How many were in the Swing Band?

 

Well we certainly had all 5 saxes, usually a bit more because we actually bought a nice baritone sax so there was always one for the band because you couldn’t rely on a kid to have a baritone sax but tenors. We found bassoonists & viola players and all sorts of people, particularly who learned the recorder when young discover they can play the saxophone really quite well, quite quickly and we has some fantastic trumpets, one was called David Shead, who was a damn good trumpeter, classical trumpeter, but they all joined in. Trombones we were always a little bit short of because there were only three of four in the orchestra and they didn’t all want to play that sort of thing. Think they felt a bit threatened if they were asked to improvise.

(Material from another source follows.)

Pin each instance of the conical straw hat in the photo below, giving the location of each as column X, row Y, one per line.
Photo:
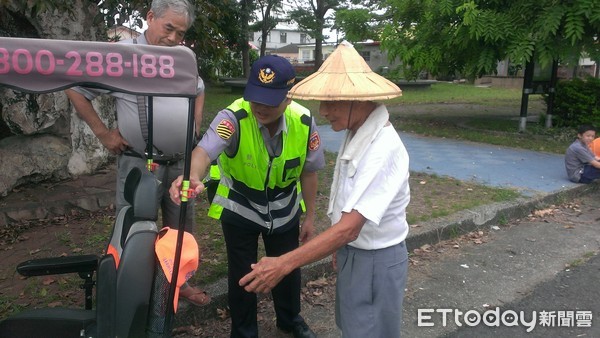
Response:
column 345, row 76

Orchestral players are not very good when it comes to improvising, they like to have the dots.

 

Yes, that’s right.

 

They might decorate them a bit but they‘ve got to start from those dots. I know, I was very much the same I’m afraid.

 

So it was more or less like a 20 piece then was it?

 

Yes, rhythm, Bass, piano, drums. 16 – 20 most of the time.

 

So you continued conducting music until 1990 was it ?

 

At school yes. Since then I’ve conducted the Brentwood Phil (harmonic) for 10 years. I do Felsted Choral Society which has 90 members, we usually perform with about 70 strong and it’s a very good choral society . I’ve just finished my 35th season with them and I’ve run other choirs and I play for other people and sing for other people. Its great music and you can just go on doing it.

 

I’m surprised you have time to do anything else.

 

Well when you haven’t got to do a job its quite a lot easier. Being retired is the best job I’ve ever had.